Jackson National's variable annuity sales suspensions pay off

Advisers willing to wait to get into the carrier's VAs; if history is any guide first quarter sales will jump

Dec 1, 2014 @ 5:34 pm

By Darla Mercado

For Jackson National Life Insurance Co. and the reps who sell its variable annuities, patience during year-end variable annuity sales suspensions has paid off.

By now, advisers know that the carrier has blocked off sales for the richest version of its LifeGuard Freedom Flex and Freedom 6 Net guaranteed minimum withdrawal benefit contracts. It's a temporary suspension that will run from Sept. 15 to Jan. 12.

Some version of this has happened in the past. In 2012, the carrier blocked 1035 exchanges and qualified asset transfers into variable annuities with guaranteed living benefits from Nov. 13 to Dec. 15. Exchanges and transfers into these annuities were blocked again in 2013 from Oct. 25 to Dec. 16.

Though advisers at the time grumbled because they had to hold off on those Jackson VA sales during the end of the year, many of them ultimately completed transactions in the first quarter of the following year, according to broker-dealer executives.

“In a lot of cases, if you believe that Jackson's the right answer, a six-week period isn't a long time to wait, given the normal distractions in advisers' and clients' lives,” said Judson Forner, director of investment marketing at ValMark Securities Inc. “We didn't see a ton of business leave Jackson, but rather it was delayed in place when the suspension was lifted.”

That observation was shared at other broker-dealers.

“If you use the VA today or two months from now, it doesn't make that big of a difference — not if you're waiting for a better income proposition,” said Scott Stolz, senior vice president of Private Client Group investment products at Raymond James Insurance Group. “You know you're going to sell it. Why not just wait?”

In 2012, Jackson had a strong third quarter, with $5.35 billion in sales, according to data from Morningstar Inc. Sales slowed sharply in the fourth quarter to $4.17 billion, but then jumped modestly in the first quarter of 2013 to $4.31 billion.

Isolating for only sales of VAs with guaranteed living benefits, Jackson sold $4.7 billion in the third quarter of 2012, followed by $3.3 billion in both the fourth quarter of 2012 and first quarter of 2013, according to data from the insurer.

In the fourth quarter of 2013, sales hit $5.09 billion for Jackson's variable annuities and then jumped to nearly $6 billion in the first quarter of this year, according to Morningstar. The company sold $3.5 billion of variable annuities with guaranteed living benefits in the third quarter of 2013, $3.7 billion in the fourth quarter and $4.5 billion in the first quarter of 2014, according to data from the insurer.

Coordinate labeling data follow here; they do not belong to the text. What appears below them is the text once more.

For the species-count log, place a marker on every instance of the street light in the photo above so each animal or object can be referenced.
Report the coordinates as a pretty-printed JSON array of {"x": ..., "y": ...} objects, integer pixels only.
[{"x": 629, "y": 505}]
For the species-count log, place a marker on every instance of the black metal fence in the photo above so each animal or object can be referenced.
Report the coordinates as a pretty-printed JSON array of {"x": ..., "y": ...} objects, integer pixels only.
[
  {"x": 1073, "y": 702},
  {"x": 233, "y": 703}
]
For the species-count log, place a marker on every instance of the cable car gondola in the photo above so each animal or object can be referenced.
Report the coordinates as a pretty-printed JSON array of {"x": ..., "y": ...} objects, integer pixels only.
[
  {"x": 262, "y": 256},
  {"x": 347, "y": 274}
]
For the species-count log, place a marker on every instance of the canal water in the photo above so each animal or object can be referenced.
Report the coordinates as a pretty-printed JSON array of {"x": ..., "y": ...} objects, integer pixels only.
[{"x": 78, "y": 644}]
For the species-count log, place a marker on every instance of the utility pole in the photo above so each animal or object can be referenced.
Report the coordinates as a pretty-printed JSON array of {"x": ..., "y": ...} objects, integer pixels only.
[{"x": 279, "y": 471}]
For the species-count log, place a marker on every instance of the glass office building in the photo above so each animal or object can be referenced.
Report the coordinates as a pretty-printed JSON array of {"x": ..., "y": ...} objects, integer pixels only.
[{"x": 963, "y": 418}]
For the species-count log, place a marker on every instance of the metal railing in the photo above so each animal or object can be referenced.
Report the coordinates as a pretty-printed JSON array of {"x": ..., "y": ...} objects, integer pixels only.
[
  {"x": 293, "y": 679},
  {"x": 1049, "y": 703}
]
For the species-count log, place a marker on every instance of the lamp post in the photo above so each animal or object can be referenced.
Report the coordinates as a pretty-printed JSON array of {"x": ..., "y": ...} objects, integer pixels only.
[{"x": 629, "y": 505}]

Jackson National's experiences was not the pattern throughout the industry. In fact, competitors didn't enjoy the first-quarter bump, according to data from Morningstar.

Lincoln National Corp., for instance, sold $3.38 billion in variable annuities in the fourth quarter of 2013 and $2.90 billion in the first quarter of 2014. SunAmerica also experienced a slight decline in that period, as sales fell from $3.29 billion in the fourth quarter of 2013 to $2.99 billion in the first quarter of 2014. The same goes for Transamerica Life Insurance Co., which had $2.28 billion in VA sales during the final three months of 2013, and $2.01 billion in the first three months of 2014.

So will Jackson National see a carryover effect in 2015, with VA sales spiking in the first three months of the new year after the suspension on its richest benefit is lifted?

John McCarthy, director of insurance solutions at Morningstar, believes that effect might be limited this time because the insurer has other options available. “It's not a complete cutoff like the other [suspensions] were; you still have some tiers available to you,” he noted.

That seems to be playing out at some firms so far.

“We're seeing flows into the Jackson contract as of this time because of the open architecture,” said Zachary Parker, first vice president, income and distribution products at Securities America Inc. “It's a lower guarantee but they keep the open architecture.”